What's the flaw in my reasoning? Why don't high-mass objects behave like I expect them to? I tried to read the Wikipedia page on the wave-particle duality, but I still haven't been able to come to a conclusion.
 A: There exist wave equations , second degree differential equations which have as solutions sinusoidal functions. These functions can model perfectly water waves, sound waves, and even light waves. What is modeled as waving is the amplitude of the transfer of energy in water waves, acoustic waves, and light waves. 
The energy "waves", i.e. if one sits at an (x,y,z) and an acoustic wave passes, the appropriate detector will go up and down at the frequency of the passing wave. Appropriate means that its dimensions are commensurate with the wavelength of the passing energy transferring wave.
In quantum mechanics similar differential wave equations give solutions that model the  particle experiment results, wave solutions, sinusoidal ones, that is why  they are called wavefunctions. BUT, and it is a huge "but" what is "waving" is not the energy of the particles. It is the probability of finding the particle at (x,y,z) at time t, that changes in in wave pattern, a sinusoidal pattern.
This becomes clear watching single electrons going through the double slit.

Starting at the top frame, each electron manisfests into a dot, that looks random, what you might expect if you threw balls at double slits, the balls scattering randomly at the edges. But going down in frames and accumulating many electrons,  an interference pattern appears. The accumulation of measurements gives a probability distribution for the experiment " electron hitting double slits" , a quantum mechanical experiment, with a given energy of electrons and distances and widths of slits connected with the quantum mechanical wavelength. BUT it has nothing to do with energy , it is how probable it is to see an electron hitting the screen at (x,y).
At the particle level, ensembles of particles interact with each other and have a wavefunction which is a solutions of the quantum mechanical problem, but it is again on probability distributions. The solutions are coherent, i.e. the phases are known  and what is called a density matrix "sums" all the individual wavefunctions.As  the distances between atoms and molecules grows 
 going into bulk matter the coherence of the solutions is lost, and one goes into the classical physics regime. 

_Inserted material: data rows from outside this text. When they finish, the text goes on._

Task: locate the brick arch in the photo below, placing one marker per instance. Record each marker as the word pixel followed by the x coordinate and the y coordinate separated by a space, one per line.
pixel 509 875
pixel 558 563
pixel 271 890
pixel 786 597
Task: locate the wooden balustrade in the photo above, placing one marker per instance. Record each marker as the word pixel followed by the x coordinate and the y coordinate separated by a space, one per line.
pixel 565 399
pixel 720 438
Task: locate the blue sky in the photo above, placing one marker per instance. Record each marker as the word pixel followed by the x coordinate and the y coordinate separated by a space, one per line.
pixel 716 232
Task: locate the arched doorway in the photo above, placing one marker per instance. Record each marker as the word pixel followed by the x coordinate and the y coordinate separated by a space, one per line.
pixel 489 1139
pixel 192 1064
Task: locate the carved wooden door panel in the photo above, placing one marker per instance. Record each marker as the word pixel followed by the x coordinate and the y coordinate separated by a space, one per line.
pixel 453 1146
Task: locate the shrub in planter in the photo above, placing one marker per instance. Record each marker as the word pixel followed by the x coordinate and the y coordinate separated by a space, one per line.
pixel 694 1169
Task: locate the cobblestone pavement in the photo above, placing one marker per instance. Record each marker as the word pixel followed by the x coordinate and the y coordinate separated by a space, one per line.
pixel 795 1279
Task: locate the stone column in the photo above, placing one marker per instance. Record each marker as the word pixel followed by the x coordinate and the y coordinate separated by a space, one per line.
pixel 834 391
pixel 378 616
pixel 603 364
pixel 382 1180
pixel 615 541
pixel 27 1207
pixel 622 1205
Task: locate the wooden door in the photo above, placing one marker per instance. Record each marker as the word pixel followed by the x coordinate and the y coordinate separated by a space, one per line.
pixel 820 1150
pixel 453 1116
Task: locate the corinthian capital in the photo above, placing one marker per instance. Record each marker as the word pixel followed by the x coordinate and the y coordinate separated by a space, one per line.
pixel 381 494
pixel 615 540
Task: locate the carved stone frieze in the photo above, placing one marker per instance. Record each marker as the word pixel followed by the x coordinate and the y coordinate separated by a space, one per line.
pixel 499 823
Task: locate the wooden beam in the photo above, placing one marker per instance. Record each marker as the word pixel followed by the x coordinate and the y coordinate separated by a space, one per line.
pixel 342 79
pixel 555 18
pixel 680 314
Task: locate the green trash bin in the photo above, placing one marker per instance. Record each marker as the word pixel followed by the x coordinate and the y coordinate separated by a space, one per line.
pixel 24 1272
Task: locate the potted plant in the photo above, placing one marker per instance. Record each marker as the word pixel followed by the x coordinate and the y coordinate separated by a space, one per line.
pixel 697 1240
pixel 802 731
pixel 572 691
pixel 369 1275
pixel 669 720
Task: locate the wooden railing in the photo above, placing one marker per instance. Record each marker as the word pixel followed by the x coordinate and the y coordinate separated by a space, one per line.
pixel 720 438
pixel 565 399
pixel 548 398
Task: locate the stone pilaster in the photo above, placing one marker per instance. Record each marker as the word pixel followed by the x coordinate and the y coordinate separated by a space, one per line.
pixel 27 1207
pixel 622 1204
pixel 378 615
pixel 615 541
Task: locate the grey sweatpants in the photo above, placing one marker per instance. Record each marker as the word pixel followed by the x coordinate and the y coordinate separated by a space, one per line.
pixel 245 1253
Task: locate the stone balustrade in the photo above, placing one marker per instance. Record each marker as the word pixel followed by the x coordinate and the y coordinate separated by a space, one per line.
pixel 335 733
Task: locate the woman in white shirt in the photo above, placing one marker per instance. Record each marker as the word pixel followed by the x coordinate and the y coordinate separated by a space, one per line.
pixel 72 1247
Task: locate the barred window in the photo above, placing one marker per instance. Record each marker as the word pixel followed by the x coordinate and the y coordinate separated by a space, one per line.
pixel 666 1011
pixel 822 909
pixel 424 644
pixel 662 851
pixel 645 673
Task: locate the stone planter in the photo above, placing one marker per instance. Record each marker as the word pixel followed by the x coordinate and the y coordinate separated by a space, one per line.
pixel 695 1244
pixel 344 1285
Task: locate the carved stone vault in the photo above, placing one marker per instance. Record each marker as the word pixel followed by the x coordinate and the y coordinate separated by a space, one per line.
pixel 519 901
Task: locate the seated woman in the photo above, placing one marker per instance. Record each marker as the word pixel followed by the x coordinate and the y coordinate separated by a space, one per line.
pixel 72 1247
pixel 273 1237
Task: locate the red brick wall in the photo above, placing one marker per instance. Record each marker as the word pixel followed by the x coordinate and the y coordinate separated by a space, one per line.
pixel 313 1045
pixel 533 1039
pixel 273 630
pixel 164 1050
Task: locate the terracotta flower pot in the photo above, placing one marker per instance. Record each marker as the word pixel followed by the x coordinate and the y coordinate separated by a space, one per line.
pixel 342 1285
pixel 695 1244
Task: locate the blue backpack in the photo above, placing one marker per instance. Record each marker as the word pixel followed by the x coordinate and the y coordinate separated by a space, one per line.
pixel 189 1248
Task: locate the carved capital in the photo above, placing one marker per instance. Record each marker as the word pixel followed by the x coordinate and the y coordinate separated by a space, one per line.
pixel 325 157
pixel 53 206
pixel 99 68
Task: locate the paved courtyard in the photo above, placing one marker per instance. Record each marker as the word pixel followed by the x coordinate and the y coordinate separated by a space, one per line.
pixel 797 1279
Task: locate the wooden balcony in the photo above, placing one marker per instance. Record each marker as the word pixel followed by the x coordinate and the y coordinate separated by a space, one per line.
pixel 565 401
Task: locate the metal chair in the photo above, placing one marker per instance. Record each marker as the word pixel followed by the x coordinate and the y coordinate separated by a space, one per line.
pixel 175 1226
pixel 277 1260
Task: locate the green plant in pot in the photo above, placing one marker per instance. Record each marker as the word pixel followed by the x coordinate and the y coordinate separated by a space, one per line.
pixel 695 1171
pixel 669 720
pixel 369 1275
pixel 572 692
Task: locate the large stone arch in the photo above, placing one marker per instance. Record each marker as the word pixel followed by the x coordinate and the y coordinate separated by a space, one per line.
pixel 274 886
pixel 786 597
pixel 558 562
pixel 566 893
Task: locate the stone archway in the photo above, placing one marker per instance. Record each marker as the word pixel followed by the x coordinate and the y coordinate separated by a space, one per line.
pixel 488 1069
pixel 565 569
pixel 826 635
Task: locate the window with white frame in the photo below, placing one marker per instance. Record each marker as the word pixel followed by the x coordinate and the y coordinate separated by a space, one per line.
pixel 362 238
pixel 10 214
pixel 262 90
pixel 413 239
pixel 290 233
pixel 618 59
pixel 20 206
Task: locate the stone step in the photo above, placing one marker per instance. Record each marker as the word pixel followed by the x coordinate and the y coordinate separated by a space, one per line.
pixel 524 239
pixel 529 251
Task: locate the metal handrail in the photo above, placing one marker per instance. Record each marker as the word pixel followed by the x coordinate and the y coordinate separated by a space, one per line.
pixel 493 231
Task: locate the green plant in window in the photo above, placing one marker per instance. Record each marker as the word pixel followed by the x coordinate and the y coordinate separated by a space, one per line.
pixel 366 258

Coherence is necessary for any interference effects, wave effects to show up, both classically and quantum mechanically.  A baseball can be described by a quantum mechanical density matrix , but the coherence is lost, the matrix has only diagonal elements. In quantum mechanical terms it means that the probability of a baseball to appear in a spot different than the classical calculation is zero. Large molecules have been seen to interfere.